Один Бог ведает, чем бы всё это закончилось, если бы не ворвались в палаты княжеские бояре. – Владимир Святославич, князь киевский, Господу нашему преставился. Повисла тишина. Все братья-княжества притихли и в изумлении уставились на говорившего. Перекрестились. Одним из первых очнулся Александр. «Князь умер, но кому он престол оставил?... Гонцы мои и по земле, и по воде должны уже быть в пути до Новгорода Великого. Не обманет меня Изъяслав. Знаю, он ждал этого, и дабы помешать мне, устроил засаду, но и я не так прост.
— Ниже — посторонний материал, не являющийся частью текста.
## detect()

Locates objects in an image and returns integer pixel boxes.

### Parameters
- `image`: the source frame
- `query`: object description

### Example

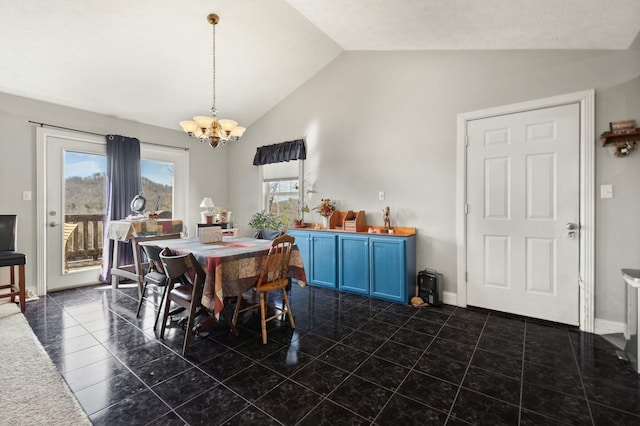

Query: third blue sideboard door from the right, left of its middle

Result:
[307,232,338,288]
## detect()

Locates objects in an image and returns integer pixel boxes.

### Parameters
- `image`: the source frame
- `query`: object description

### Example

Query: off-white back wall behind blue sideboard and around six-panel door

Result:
[229,50,640,322]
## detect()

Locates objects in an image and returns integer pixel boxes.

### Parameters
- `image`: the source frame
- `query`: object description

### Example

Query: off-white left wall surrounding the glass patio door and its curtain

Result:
[0,93,229,293]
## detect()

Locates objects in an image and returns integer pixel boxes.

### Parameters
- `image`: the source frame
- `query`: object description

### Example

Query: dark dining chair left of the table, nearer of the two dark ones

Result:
[160,249,205,356]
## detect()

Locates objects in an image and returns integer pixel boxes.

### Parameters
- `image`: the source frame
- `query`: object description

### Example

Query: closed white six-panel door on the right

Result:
[466,103,580,325]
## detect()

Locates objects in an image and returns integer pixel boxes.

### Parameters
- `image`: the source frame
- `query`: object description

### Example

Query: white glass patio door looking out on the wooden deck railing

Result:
[38,129,106,291]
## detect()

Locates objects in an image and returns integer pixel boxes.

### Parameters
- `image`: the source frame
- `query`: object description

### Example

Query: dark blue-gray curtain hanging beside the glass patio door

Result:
[100,135,142,282]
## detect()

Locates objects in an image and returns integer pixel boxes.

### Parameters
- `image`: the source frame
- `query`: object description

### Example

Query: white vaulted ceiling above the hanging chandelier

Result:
[0,0,640,129]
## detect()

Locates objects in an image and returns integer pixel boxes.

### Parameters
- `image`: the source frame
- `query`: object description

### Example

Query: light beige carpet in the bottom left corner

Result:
[0,303,91,426]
Не перехитришь, брат мой любезный..» Как и ожидалось, на гонцов напали, но корабли, тайно вышедшие из порта, благополучно достигли берегов Новгородской земли. Александр вернулся за свой стол и перекрестился. – Упокой Господь душу князя Владимира. Он славно потрудился на благо Руси, пусть теперь отдохнёт. На сердце было тяжело и печально. Зажмурившись, юноша крепко сжал зубы и удручённо покачал головой. Любил он Владимира, рука об руку прошёл с ним многие годы, видел, как внебрачный сын Святослава стал великим мужем и великим князем Древней Руси. И не сдержался Новгород. Опустил буйную голову, дабы не видели братья, как потекли из глаз его редкие слёзы. Пусть Владимир в конце жизни своей рассорился с родным сыном, думал войной идти на князя новгородского Ярослава, но для Александра они оба были дороги. Оба были родными, любимыми, за обоих бы заступился и себя бы не пожалел, собой бы закрыл от стрел басурманских. Ведь и тот, и другой были новгородскими князьями, его друзьями и его «детьми».